Kontrollüberzeugung

Was ist Kontrollüberzeugung

Kontrollüberzeugung – auch Locus of Control – bezeichnet die individuelle Überzeugung darüber, in welchem Ausmaß man selbst Einfluss auf die Ereignisse des eigenen Lebens hat. Das Konzept wurde vom Psychologen Julian Rotter entwickelt. Interne Kontrollüberzeugung bedeutet: Ich glaube, dass mein Handeln, meine Entscheidungen und meine Fähigkeiten die Ergebnisse maßgeblich beeinflussen. Externe Kontrollüberzeugung bedeutet: Ich erlebe Ergebnisse als abhängig von Zufall, anderen Menschen oder äußeren Umständen.

Was bedeutet Kontrollüberzeugung für Führungskräfte?

Führungskräfte mit interner Kontrollüberzeugung handeln proaktiver, übernehmen Verantwortung für Ergebnisse und zeigen höhere Resilienz in Krisen.

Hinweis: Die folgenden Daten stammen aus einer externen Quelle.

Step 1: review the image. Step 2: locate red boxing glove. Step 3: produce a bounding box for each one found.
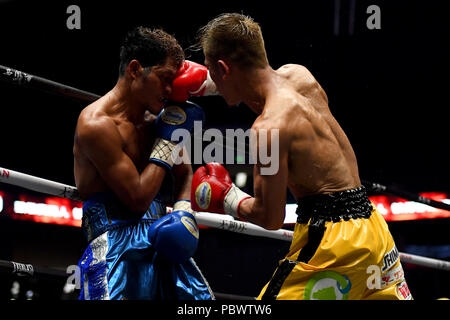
[191,162,251,218]
[169,60,217,102]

Sie suchen bei Misserfolg nach dem eigenen Anteil – ohne in Selbstvorwürfe zu verfallen. Externe Kontrollüberzeugung erzeugt dagegen Passivität, Opferhaltung und Hilflosigkeit. Für Führung ist das unmittelbar relevant: Wer glaubt, nichts bewegen zu können, wird nichts bewegen. Die Verbindung zur Eigenverantwortung ist direkt.

Interne vs. externe Kontrollüberzeugung

  • Intern – „Ich kann durch mein Handeln etwas verändern.“ Höhere Motivation, Ausdauer und Eigeninitiative.
  • Extern – „Es hängt von anderen, vom Glück oder vom System ab.“ Häufig verbunden mit Passivität und Frustration.
  • Situativ variabel – Kontrollüberzeugung ist nicht absolut; sie kann je nach Lebensbereich unterschiedlich ausgeprägt sein.
  • Trainierbar – Durch Erfolgserlebnisse, Coaching und bewusste Reflexion lässt sich interne Kontrollüberzeugung stärken.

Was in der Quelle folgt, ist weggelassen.